Même quand je ne parlais pas de l’Algérie les gens venaient me parler de l’Algérie. Au cours d'un vernissage d'une soirée ou d'un covoiturage : il suffisait qu’ils aient entendu quelque chose sur mon lieu de naissance pour venir me confier leur histoire.
Récemment un homme est venu et il m’a dit : je sais que vous êtes algérienne. J’étais en Algérie en 1959. Il faut que vous sachiez que j’aimais beaucoup les algériens et qu’ils m’aiment beaucoup aussi. (Il y a quelques jours j’ai fait l’interview et le portrait de cet homme de 85 ans, appelé pendant la guerre).

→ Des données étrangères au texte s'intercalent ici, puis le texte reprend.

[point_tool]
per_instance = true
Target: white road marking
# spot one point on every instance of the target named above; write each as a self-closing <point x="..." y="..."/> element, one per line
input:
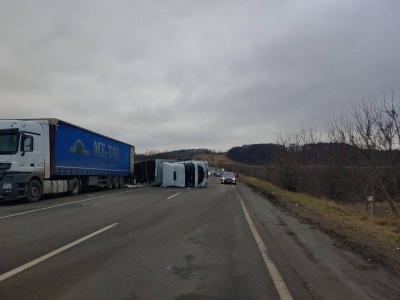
<point x="280" y="285"/>
<point x="173" y="196"/>
<point x="51" y="254"/>
<point x="64" y="204"/>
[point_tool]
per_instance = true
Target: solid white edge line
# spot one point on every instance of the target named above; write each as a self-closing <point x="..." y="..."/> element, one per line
<point x="279" y="283"/>
<point x="51" y="254"/>
<point x="64" y="204"/>
<point x="173" y="196"/>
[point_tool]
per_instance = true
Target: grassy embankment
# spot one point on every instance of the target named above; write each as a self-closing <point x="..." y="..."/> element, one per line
<point x="374" y="236"/>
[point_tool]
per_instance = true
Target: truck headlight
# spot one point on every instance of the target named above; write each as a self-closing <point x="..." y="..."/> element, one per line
<point x="7" y="186"/>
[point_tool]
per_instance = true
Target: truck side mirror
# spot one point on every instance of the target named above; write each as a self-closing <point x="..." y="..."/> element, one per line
<point x="26" y="144"/>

Des paroles des histoires des bribes du grand récit et dont parfois je ne savais pas bien quoi faire.
Et puis des silences, aussi, quand je questionnais ceux de mon entourage : pourrais tu me parler de. Est ce que tes parents pourraient m’en parler. La réponse souvent catégorique. Mes parents refuseront. C’est le passé. C’est trop morcelé.
Ce projet sur les mémoires de la colonisation et de la guerre, c’est une façon de recueillir toutes ces paroles, ces fragments d’Histoire, et surtout de comprendre la transmission (ou non transmission) de ces récits.